Quant à la dernière partie du texte de cette stèle qui fait allusion, dans la traduction fournie par le site web du Louvre [7], à des produits qui fondent, ces produits sont des pigments et non des pierres : « Je sais faire des pigments, des produits qui fondent sans que le feu les brûle, et en outre insolubles à l’eau ». L’égyptologue Bernard Mathieu donne une traduction [6] se rapprochant de celle proposée par le Louvre : « Je connais (l‘art de) fabriquer les pâtes colorées et les enduits (?), sans laisser le feu les brûler et, de plus, insolubles à l’eau« .

Dans le texte de cette stèle, le chef artisan Irtysen, qui est aussi scribe et sculpteur, ne décrit pas la technique de fabrication de statues en pierres synthétiques, ni même une technique en particulier mais énumère simplement les différentes techniques qu’il maîtrise, celle des pierres de synthèse n’en faisant manifestement pas partie.

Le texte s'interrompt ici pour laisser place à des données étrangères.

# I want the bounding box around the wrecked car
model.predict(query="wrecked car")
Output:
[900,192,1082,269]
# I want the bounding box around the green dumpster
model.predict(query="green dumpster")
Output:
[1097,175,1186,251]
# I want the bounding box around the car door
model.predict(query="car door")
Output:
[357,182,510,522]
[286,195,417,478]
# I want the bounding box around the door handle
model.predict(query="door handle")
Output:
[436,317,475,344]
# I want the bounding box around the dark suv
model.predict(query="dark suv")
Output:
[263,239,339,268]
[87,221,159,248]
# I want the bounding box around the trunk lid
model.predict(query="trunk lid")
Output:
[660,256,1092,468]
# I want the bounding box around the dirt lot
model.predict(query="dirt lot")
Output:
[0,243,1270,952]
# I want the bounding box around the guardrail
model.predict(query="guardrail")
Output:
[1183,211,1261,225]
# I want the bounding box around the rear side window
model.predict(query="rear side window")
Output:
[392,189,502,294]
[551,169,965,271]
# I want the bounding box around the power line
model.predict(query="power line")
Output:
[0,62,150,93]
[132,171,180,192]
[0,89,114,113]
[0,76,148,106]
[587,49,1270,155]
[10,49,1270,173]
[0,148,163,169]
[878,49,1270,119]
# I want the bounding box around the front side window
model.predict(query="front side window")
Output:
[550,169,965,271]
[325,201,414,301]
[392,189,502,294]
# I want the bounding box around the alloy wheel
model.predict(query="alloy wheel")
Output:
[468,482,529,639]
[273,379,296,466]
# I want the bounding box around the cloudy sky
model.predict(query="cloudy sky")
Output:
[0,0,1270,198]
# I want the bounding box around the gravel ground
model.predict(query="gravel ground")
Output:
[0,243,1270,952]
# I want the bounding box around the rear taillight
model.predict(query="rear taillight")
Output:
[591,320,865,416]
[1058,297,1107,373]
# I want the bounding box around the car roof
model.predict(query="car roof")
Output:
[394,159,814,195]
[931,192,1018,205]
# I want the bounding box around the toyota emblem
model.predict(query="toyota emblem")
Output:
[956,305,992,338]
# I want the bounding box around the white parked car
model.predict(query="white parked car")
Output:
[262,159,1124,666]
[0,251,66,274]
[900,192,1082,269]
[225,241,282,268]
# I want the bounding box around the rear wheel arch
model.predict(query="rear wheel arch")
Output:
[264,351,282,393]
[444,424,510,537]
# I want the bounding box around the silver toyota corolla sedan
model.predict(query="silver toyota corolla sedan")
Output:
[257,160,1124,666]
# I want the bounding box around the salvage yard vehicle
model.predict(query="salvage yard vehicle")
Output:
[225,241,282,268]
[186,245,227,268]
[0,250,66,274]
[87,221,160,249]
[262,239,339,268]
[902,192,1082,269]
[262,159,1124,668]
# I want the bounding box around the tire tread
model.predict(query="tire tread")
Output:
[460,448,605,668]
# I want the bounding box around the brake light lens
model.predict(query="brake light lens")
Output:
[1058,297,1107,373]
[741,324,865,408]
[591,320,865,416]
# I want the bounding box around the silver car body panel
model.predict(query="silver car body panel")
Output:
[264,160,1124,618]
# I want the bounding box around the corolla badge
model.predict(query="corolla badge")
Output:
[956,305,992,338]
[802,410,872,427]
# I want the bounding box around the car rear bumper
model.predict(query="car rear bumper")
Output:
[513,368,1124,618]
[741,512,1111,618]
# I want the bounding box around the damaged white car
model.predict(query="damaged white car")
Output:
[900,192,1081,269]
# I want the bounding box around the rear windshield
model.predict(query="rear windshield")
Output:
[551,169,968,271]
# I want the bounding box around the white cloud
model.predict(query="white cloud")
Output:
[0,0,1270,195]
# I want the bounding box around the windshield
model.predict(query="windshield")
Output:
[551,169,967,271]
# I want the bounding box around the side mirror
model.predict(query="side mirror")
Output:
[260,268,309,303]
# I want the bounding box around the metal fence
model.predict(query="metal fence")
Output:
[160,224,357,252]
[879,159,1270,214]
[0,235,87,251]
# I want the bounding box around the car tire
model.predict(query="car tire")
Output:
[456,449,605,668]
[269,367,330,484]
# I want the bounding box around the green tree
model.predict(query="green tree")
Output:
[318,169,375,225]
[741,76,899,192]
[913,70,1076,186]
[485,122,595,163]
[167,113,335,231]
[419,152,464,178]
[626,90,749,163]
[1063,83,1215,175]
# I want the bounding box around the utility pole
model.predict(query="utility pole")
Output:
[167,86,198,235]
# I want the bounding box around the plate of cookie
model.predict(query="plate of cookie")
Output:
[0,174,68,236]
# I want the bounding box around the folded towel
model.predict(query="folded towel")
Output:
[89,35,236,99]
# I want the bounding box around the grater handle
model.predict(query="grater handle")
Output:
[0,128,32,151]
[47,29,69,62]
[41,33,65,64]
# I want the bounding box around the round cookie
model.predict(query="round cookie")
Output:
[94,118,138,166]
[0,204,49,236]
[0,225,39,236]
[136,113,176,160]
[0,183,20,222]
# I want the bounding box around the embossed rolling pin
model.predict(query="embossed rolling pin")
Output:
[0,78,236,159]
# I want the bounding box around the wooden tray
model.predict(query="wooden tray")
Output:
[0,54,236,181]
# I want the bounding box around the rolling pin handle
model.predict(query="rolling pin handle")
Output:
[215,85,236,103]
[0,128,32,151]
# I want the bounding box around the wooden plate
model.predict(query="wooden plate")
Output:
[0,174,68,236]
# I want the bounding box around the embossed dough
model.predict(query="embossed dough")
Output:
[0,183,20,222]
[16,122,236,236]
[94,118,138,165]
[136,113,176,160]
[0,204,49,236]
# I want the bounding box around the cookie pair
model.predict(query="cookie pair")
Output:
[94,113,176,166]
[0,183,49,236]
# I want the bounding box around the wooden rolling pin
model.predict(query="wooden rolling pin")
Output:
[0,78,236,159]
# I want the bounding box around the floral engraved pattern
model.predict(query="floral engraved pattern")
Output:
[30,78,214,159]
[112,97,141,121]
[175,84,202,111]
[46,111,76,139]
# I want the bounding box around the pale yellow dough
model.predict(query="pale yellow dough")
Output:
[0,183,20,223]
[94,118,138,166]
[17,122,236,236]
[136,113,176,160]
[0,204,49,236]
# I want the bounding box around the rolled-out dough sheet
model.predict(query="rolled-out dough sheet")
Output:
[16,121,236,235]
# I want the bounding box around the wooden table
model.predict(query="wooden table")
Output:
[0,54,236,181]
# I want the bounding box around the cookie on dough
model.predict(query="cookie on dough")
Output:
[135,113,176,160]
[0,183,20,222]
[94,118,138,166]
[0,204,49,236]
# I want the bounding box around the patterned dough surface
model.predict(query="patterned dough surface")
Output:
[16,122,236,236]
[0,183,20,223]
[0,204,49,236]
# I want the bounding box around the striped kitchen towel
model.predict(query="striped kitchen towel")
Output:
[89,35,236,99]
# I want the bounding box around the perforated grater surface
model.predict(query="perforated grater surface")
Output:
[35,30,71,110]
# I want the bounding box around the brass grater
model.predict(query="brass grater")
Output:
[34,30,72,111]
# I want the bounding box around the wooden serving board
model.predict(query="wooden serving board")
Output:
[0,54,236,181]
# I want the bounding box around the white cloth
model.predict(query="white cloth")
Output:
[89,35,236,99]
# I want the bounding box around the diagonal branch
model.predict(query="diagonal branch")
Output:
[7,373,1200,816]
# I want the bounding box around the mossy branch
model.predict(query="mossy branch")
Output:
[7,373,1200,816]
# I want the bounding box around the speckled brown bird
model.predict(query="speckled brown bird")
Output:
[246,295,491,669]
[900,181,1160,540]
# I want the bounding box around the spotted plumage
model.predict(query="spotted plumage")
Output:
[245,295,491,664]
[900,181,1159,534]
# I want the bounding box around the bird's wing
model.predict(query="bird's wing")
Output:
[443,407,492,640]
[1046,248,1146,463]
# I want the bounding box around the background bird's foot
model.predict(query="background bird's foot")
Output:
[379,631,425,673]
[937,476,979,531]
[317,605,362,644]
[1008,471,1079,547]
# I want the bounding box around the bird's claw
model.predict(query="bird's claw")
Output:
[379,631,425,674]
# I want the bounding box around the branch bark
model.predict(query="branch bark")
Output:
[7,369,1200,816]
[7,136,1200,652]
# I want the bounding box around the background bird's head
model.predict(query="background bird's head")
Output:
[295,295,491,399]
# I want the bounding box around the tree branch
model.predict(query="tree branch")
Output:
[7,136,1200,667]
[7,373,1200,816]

Par conséquent, rien ne nous permet d’affirmer, en consultant cette stèle d’Irtysen, que cet artisan maîtrisait la technique de la pierre coulée (géopolymères).

La stèle de la famine

Selon ce professeur [1], cette stèle contient des hiéroglyphes désignant soit des roches et des minéraux, soit leurs procédés de transformation.

La stèle de la famine est un texte de 32 colonnes gravé sur un rocher de l’île de Séhel. Cette stèle évoque une famine qui s’installa durant 7 années à cause d’une perturbation de la crue du Nil.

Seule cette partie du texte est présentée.